APX was based on Versatile Vehicle Architecture, but never saw production.I ran across a similar idea upon my first visit to Lotus in 1991. While wandering around the “cube farm” in the main office, I stumbled across a model of a proposed modular structure. It had long L-shaped side rails on each side of the passenger compartment, each with a channel into which the floor structure would be positioned. (Apparently, the interior could be built up separately atop this piece, and then bonded into place.) A drawing on a wall nearby modified this idea by making these sills triangular to lower the step-in height, while retaining the floorpan channel idea. The width and length of the passenger compartment could be varied by moving the sills closer together or farther apart, and by lengthening or shortening them. Front and rear bulkheads in three sizes (small , medium and large) could be slotted into place, and a common composite front crash structure used. The rear bulkhead design was determined by  whether the car used a transverse or longitudinal powertrain. Many of the suspension and steering components would carry, over and multiple body styles would be supported.

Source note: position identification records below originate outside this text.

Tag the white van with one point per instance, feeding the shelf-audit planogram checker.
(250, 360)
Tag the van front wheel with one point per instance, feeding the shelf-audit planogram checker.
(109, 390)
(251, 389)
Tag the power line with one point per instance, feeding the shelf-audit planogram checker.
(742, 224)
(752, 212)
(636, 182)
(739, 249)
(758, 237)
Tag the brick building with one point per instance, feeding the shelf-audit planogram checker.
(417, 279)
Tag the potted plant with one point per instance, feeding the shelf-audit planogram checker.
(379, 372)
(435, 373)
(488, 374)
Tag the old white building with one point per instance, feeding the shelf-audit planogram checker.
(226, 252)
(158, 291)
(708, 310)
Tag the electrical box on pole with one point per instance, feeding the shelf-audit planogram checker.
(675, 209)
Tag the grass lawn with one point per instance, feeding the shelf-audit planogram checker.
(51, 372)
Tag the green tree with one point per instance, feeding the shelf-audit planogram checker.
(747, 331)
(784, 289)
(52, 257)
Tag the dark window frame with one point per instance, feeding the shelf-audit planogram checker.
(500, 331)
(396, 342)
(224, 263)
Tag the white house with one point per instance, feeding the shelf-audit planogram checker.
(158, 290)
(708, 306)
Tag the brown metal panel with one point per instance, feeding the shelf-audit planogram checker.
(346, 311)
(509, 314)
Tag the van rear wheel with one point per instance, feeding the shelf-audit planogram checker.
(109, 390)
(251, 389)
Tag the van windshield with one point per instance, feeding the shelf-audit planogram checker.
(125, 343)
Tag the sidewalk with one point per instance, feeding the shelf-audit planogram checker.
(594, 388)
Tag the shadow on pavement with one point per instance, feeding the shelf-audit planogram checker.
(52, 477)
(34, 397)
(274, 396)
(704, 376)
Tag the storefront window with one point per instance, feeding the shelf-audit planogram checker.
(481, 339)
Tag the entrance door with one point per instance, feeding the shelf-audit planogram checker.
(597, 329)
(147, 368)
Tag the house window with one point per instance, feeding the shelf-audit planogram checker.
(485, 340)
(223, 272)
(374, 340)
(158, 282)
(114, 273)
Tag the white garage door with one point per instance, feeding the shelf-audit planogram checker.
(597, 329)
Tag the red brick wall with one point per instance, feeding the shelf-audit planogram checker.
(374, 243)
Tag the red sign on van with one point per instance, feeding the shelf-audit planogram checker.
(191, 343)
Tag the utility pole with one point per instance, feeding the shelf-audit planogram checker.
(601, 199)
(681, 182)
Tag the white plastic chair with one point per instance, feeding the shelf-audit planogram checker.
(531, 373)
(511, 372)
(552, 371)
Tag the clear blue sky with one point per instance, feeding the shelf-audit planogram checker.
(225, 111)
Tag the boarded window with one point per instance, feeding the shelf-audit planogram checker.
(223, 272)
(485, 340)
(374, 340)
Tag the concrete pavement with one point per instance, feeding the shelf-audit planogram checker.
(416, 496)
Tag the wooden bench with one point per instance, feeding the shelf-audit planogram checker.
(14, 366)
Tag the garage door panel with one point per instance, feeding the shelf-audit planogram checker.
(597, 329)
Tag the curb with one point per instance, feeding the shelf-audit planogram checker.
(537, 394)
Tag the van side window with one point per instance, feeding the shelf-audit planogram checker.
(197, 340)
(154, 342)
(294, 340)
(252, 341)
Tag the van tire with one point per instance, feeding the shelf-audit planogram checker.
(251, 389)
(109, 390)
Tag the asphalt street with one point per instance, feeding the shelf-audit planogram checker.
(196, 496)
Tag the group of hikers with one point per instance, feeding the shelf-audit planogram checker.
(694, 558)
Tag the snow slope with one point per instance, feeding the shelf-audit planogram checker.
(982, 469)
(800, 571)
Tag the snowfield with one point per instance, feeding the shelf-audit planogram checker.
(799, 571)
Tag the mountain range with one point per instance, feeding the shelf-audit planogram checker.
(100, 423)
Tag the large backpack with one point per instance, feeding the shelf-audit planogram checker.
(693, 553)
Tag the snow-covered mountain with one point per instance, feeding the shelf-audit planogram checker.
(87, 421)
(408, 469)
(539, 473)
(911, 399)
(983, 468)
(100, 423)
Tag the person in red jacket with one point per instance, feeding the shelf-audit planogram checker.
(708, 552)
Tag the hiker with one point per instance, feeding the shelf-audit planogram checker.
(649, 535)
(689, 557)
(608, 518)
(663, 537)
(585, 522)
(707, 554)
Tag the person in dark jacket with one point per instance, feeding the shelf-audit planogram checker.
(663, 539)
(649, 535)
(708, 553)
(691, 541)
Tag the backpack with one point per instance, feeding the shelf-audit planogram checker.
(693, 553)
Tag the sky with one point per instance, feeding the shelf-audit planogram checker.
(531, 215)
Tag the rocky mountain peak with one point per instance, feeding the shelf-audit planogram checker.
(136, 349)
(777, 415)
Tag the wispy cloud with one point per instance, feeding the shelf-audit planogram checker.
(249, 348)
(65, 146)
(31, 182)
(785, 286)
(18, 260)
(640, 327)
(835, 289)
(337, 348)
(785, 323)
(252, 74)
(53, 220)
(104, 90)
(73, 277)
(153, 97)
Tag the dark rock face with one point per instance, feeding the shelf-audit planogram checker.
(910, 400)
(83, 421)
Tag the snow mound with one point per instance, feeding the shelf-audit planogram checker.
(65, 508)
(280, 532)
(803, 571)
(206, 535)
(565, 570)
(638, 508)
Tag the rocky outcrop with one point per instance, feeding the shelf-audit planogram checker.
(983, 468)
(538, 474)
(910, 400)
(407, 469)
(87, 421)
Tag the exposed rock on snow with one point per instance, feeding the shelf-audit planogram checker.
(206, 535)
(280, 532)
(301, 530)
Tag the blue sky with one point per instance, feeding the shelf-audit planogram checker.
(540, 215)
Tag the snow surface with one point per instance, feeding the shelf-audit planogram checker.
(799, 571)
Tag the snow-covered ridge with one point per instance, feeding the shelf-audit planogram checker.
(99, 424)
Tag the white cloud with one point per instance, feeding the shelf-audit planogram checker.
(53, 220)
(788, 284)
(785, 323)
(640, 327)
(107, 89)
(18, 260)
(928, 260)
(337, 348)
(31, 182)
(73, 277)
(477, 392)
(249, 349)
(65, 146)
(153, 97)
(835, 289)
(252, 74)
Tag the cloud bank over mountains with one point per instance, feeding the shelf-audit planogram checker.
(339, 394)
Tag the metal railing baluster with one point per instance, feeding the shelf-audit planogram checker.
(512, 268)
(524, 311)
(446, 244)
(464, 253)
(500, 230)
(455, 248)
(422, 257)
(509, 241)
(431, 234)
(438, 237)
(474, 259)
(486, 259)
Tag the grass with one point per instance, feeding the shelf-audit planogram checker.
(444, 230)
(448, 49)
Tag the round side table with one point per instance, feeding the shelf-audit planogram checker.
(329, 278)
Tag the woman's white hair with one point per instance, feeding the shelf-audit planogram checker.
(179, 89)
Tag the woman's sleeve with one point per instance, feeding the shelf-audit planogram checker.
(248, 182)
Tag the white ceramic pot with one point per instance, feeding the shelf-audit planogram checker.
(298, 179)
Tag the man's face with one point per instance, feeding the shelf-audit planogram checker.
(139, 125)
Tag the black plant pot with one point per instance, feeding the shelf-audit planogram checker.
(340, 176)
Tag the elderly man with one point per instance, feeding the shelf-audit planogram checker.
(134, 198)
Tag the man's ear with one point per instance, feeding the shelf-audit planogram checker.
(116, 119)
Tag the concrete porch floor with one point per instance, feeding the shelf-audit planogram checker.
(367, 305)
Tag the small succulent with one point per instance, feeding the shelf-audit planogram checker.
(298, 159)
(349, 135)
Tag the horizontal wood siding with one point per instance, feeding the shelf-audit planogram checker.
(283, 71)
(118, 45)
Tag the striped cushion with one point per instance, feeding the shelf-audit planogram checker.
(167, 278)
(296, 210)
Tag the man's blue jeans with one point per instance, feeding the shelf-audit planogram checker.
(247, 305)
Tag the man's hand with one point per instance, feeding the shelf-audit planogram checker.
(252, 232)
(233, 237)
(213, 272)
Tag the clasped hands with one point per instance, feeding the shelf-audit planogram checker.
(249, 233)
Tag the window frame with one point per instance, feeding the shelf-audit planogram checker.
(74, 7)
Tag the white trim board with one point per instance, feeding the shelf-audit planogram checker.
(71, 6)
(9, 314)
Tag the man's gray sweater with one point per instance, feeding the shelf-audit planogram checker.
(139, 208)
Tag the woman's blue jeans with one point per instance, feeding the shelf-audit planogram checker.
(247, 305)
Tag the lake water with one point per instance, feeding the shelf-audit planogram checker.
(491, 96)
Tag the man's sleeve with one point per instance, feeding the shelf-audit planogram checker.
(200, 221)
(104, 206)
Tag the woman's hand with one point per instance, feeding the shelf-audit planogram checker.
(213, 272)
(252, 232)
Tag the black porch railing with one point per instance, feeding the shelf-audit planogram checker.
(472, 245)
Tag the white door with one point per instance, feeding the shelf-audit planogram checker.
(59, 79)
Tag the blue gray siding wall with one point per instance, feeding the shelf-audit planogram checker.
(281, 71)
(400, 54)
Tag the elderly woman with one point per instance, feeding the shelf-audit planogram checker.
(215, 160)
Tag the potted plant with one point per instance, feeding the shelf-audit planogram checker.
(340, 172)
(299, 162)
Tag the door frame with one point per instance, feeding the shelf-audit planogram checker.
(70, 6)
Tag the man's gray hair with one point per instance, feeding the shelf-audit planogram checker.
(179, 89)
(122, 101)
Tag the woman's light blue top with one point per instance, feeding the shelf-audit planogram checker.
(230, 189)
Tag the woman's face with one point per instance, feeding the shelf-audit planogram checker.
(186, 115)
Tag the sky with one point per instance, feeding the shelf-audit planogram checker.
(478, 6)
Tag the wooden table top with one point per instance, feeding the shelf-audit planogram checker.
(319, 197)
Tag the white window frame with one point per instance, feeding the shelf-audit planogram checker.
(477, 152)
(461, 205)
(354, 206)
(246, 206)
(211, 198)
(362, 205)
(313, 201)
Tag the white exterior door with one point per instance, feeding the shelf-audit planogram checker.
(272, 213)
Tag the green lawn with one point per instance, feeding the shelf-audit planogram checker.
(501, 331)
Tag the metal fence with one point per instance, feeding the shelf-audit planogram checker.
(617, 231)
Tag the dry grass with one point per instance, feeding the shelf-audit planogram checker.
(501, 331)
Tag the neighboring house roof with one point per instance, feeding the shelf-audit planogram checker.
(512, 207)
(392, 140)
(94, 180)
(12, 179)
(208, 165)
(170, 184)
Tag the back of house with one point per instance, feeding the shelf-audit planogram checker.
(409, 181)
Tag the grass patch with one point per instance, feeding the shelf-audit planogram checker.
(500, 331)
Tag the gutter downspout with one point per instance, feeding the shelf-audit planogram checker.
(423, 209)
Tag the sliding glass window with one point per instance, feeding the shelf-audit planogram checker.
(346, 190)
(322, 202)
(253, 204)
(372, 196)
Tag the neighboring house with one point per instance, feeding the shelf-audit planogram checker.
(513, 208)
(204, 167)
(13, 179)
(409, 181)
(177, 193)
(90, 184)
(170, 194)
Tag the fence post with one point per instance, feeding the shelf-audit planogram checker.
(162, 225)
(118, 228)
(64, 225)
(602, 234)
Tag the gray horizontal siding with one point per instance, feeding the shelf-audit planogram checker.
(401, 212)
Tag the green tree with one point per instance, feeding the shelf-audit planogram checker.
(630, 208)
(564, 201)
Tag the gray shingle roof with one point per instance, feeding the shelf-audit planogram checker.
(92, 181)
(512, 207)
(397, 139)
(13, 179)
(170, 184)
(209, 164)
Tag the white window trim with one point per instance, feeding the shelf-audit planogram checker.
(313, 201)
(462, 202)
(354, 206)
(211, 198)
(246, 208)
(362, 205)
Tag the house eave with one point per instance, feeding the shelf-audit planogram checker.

I don’t know what happened to the project, but I suspect the use of so many common pieces meant some cars were heavier than necessary. Using parts designed for higher output vehicles added weight lower output cars didn’t need. However, some of this could be eliminated by shaving weight out of pieces during post-process machining. Unfortunately, this would take almost as much time and effort as designing unique pieces. On the plus side, this idea would have given Lotus the ability to expand its vehicle lineup at a fraction of the cost of creating distinct vehicles. However, it potentially would have increased weight to the point that, in order to produce an Esprit-like supercar, you would have to sacrifice a lightweight like the Elise.

Lotus went on to create the Versatile Vehicle Architecture. Created by Richard Rackham, the man who created the Elise’s extruded aluminum chassis, the VVA was commissioned by a large automaker to support an SUV, a mid-size sport sedan and a mid-engined supercar. (To this day I don’t know which automaker commissioned this design, but I suspect Proton, which owned Lotus outright, could be the one.) The key, as Rackham discovered, was to concentrate on making common the high-pressure die-cast corner nodes that support the wheels, suspension, steering, etc. Unfortunately, the automaker canceled the program before it could reach production, and with it the 30,000-50,000 vehicles this process could produce. Rackham downsized the idea, creating a low-volume VVA architecture that could support low-volume cars like the Lotus Evora, and variants for major automakers, including electric vehicles. However, the Dany Bahar-induced chaos that  overtook Lotus in recent years put an end to these outside programs. Porsche, undoubtedly, will be more successful with its modular designs.